Better Together: 4G Small Cells and Carrier Wi-Fi
A recent survey revealed that tier-one mobile network operators expect 22 percent of all additional data capacity added during 2014 to come from Wi-Fi offload, according to the Wireless Broadband Alliance.
By 2018, Wi-Fi offload is predicted to contribute 20 percent of additional mobile data capacity -- plus a further 21 percent will come from small cells with integrated Wi-Fi.
These findings demonstrate how important data offload is to mobile network operators, accounting for an average of 20 percent of data traffic, up to 80 percent in densely populated areas such as transport hubs and cafes. Within homes and businesses offload levels are 50 to 60 percent.
Meanwhile, as worldwide mobile broadband traffic reaches 200 Exabytes per year, network operators deploy 4G LTE or LTE-A, plead for spectrum, and try to manage usage through policy controls and subscription pricing.

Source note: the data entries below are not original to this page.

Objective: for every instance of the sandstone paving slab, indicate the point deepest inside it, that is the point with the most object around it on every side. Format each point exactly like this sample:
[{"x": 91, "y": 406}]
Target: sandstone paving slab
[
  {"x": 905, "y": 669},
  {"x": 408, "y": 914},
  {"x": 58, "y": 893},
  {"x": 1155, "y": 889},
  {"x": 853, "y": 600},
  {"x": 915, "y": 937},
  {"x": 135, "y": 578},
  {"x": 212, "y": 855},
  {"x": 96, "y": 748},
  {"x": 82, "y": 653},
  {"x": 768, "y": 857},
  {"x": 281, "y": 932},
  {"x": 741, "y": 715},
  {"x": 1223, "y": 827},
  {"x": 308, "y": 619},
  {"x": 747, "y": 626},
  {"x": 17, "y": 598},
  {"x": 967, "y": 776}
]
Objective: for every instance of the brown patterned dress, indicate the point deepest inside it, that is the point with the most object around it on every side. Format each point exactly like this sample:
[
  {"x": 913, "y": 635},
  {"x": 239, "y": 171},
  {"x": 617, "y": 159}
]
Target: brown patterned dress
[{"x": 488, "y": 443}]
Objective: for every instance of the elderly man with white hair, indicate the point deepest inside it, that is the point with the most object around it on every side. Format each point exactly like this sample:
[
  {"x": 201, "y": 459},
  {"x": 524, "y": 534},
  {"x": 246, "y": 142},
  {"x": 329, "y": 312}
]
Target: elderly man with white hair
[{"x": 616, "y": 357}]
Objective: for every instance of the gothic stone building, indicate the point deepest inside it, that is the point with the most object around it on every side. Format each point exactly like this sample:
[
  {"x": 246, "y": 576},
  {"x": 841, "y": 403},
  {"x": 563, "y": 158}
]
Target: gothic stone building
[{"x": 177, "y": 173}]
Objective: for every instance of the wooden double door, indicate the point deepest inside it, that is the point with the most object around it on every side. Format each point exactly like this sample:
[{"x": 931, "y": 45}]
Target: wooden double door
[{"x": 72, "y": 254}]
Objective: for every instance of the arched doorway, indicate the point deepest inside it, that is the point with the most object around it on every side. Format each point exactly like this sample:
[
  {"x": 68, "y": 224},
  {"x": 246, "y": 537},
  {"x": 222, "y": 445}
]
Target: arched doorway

The physics of mobile broadband radio do not follow Moore’s Law of digital scaling, so network operators are ready to address the physical realities of small cells, according to the latest market study by ABI Research. Nevertheless, the question remains -- why not deploy carrier-grade Wi-Fi with the small cells?
Industry advocates are calling for more spectrum, and with HotSpot 2.0 gaining traction, mobile network operators should consider unlicensed Wi-Fi spectrum and small cells with carrier grade Wi-Fi as part of their portfolio.
"Wi-Fi is an integral part of the smartphone and tablet experience," says Joe Hoffman, practice director at ABI Research. "And, operators will do well to make carrier Wi-Fi a part of that experience."
Mobile Operators, led by top-tier firms such as China Mobile and AT&T are incorporating Wi-Fi solutions in their HetNet architectures and many other operators will follow.
The added capacity and incremental economics of incorporating Wi-Fi into a HetNet portfolio are almost self-evident. This research highlights both infrastructure and specialist vendors and their approaches to small cell and Wi-Fi integration. Additionally, the discussion includes the challenges facing integration and their solutions.
Deploying a small cell with an integrated Wi-Fi solution is part of an overall strategy that operators will find maximizes the investment return from small cells. These additions leverage the investment of small cell deployments and require an incremental CapEx to add Wi-Fi into the solution mix.